Moussa Mara et la liberté d’expression : un procès sous haute tension au Mali
Au cœur de Bamako, l’ancien chef du gouvernement Moussa Mara a comparu devant la justice malienne. Alors que ses conseils espéraient obtenir une liberté provisoire, le tribunal a opposé une fin de recevoir. Le ministère public a franchi une étape supplémentaire en réclamant une peine de deux ans d’emprisonnement ferme, un signal fort de la pression exercée par les autorités de transition sur les figures de l’opposition au Mali.
Une publication sur les réseaux sociaux à l’origine de l’affaire
Le 1er août dernier, Moussa Mara, qui a occupé la fonction de Premier ministre entre 2014 et 2015, a été interpellé par les services de sécurité. Cette arrestation fait suite à un message diffusé en ligne dans lequel il exprimait son soutien aux prisonniers politiques du pays. Ce geste de solidarité lui vaut aujourd’hui d’être poursuivi pour plusieurs motifs graves : atteinte au crédit de l’État, opposition à l’autorité légitime, incitation au désordre public et propagation de fausses nouvelles.
Le procès, qui s’est ouvert le 29 septembre devant une juridiction spécialisée dans la lutte contre la cybercriminalité, doit livrer son verdict le 27 octobre prochain. De nombreux observateurs s’interrogent sur les garanties d’impartialité de cette procédure judiciaire.
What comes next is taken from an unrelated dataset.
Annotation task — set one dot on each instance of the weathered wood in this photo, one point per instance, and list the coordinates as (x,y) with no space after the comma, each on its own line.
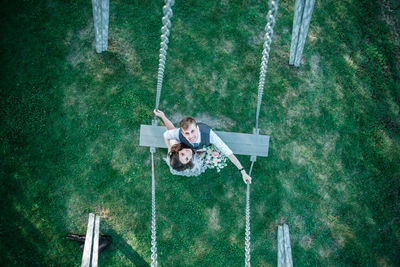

Un recul inquiétant de la liberté d’expression au Mali
Pour la défense de l’ancien Premier ministre, les charges retenues sont dénuées de fondement juridique réel par rapport au message initial. « Il s’agit d’un procès contre le droit à la liberté d’expression », a martelé le bâtonnier Mounkaïla Yayé, membre de son équipe juridique, mettant en garde contre un précédent qui pourrait fragiliser durablement les libertés fondamentales.
Depuis le changement de régime en 2021, le Mali, sous la direction du général Assimi Goïta, traverse une période de restriction des libertés civiles. Les activités des partis politiques sont suspendues, tandis que des journalistes et des défenseurs des droits humains subissent des intimidations ou des disparitions forcées. Le report sine die des élections démocratiques consolide l’emprise du pouvoir militaire actuel.
Un isolement diplomatique et juridique croissant
Sur le plan international, le Mali s’éloigne des instances de régulation. En quittant la CEDEAO aux côtés du Burkina Faso et du Niger, le pays prive ses citoyens d’un recours devant la Cour de justice régionale. Plus récemment, l’annonce du retrait du traité de la Cour pénale internationale vient limiter davantage les possibilités de justice pour les victimes de violations graves des droits de l’homme.
Le cas de Moussa Mara démontre qu’au Mali, même l’expression d’une simple empathie envers les opposants est désormais risquée. Les organisations de défense des droits humains appellent à l’abandon immédiat des poursuites et à la libération de toutes les personnes détenues de manière arbitraire, afin de restaurer le respect de la liberté d’expression au Mali.